Show that the inequality of Roth’s theorem does not hold for all numbers. (Hint: Let \(\rho\) be a Liouville number.)

Definition 1.25

Let \(A\) be a set. Its power set \(P(A)\) is the set whose elements are the subsets of \(A\). This always includes the empty set denoted by \(\emptyset\).

In the next two exercises, the aim is to show something that is obvious for finite sets, namely:

Theorem 1.26

The cardinality of a power set is always (strictly) greater than that of the set itself.

Exercise \(\PageIndex{19}\)

a) Given a set \(A\), show that there is an injection \(f : A \rightarrow P(A)\). (Hint: for every element \(a \in A\) there is a set \(\{a\}\).)

b) Conclude that \(|A| \le |P(A)|\). (Hint: see Definition 1.23.)

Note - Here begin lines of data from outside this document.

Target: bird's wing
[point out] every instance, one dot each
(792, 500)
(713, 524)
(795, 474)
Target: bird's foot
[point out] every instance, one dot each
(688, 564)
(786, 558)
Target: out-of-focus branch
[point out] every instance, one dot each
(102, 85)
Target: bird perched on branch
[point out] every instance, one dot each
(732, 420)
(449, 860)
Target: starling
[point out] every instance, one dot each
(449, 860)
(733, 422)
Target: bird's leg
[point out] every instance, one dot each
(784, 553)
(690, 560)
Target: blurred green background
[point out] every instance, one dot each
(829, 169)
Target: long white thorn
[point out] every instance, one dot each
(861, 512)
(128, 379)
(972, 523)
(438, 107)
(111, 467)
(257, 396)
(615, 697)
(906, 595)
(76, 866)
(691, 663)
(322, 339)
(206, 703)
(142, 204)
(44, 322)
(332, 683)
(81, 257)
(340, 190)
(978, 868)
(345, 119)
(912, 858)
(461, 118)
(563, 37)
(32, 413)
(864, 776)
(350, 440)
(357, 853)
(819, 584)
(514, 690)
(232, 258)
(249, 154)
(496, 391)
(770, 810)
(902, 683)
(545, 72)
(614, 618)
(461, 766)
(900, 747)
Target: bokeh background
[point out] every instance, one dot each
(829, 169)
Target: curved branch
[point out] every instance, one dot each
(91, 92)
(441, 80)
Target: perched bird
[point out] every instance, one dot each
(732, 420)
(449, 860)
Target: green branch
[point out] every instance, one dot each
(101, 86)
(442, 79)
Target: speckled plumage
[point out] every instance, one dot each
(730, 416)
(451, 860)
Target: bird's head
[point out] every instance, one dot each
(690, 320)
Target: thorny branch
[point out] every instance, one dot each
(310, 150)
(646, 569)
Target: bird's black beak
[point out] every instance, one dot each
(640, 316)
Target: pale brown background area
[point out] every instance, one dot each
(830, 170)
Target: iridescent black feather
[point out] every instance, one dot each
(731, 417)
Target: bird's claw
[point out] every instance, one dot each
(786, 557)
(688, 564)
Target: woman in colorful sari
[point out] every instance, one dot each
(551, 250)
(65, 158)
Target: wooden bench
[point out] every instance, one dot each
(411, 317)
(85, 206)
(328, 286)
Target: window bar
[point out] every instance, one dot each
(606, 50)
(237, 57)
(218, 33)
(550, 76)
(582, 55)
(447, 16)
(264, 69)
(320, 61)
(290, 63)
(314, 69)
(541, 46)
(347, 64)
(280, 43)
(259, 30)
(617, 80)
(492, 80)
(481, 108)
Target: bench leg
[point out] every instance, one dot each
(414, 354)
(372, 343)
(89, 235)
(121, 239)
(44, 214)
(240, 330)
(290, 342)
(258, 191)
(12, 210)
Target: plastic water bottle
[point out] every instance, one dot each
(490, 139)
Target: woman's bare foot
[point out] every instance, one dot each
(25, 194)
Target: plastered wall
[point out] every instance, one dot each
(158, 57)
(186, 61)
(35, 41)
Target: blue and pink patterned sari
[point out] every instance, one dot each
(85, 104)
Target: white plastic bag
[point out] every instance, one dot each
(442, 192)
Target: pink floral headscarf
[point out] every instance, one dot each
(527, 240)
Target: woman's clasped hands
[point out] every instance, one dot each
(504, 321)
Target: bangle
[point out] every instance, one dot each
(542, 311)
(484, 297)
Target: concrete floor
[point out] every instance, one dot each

Exercise \(\PageIndex{20}\)

Let \(A\) be an arbitrary set. Assume that that there is a surjection \(S : A \rightarrow P(A)\) and define

\[R = \{a \in A|a \notin S(a)\} \nonumber\]

- Show that there is a \(q \in A\) such that \(S(q) = R\).
- Show that if \(q \in R\), then \(q \notin R\). (Hint: equation 1.2.)
- Show that if \(q \notin R\), then \(q \in R\). (Hint: equation 1.2.)
- Use (b) and (c) and exercise 1.19, to establish that \(|A| < |P(A)|\). (Hint: see Definition 1.23.)

In the next two exercises we show that the cardinality of \(\mathbb{R}\) equals that of \(P(\mathbb{N})\). This implies that that \(|\mathbb{R}| > |\mathbb{N}|\), which also follows from Theorem 1.20.

Exercise \(\PageIndex{21}\)

Let \(T\) be the set of sequences defined in the proof of Theorem 1.20. To a sequence \(t \in T\), associate a set \(S(t)\) in \(P(\mathbb{N})\) as follows:

\[\begin{array}{ccc} {i \in S \mbox{ if } t(i) = 2}&{and}&{i \notin S \mbox{ if } t(i) = 0} \end{array} \nonumber\]

- Show that there is a bijection \(S : T \rightarrow P(\mathbb{N})\).
- Use the bijection \(f\) in the proof of Theorem 1.20 to show there is a bijection \(K \rightarrow P(\mathbb{N})\).
- Show that (a) and (b) imply that \(|P(\mathbb{N})| = |K| = |T|\). (Hint: see Definition 1.23.)
- Find an injection \(K \rightarrow \mathbb{R}\) and conclude that \(|P(\mathbb{N})| \le |\mathbb{R}|\).

Exercise \(\PageIndex{22}\)

- Show that there is a bijection \(\mathbb{R} \rightarrow (0, 1)\).
- Show that there is an injection \((0, 1) \rightarrow T\). (Hint: use usual binary (base 2) expansion of reals.)
- Use (a), (b), and exercise 1.21 (a), to show that \(|\mathbb{R}| \le |P(\mathbb{N})|\).
- Use (c) and exercise 1.21 (d) to show that \(|\mathbb{R}| = |P(\mathbb{N})|\).

Exercise \(\PageIndex{23}\)

- Show that having the same cardinality (see Definition 1.23) is an equivalence relation on sets.
- Conclude that “cardinality” is an “equivalence class of sets”.

Exercise \(\PageIndex{24}\)

- Fix some \(n > 0\). Show that having the same remainder modulo \(n\) is an equivalence relation on \(\mathbb{Z}\). (Hint: for example, \(-8, 4\), and 16 have the remainder modulo 12.)
- Show that addition respects this equivalence relation. (Hint: If \(a+b = c, a \sim a′\), and \(b \sim b′\), then \(a′+b′ =c′\) with \(c \sim c′\).)
- The same question for multiplication.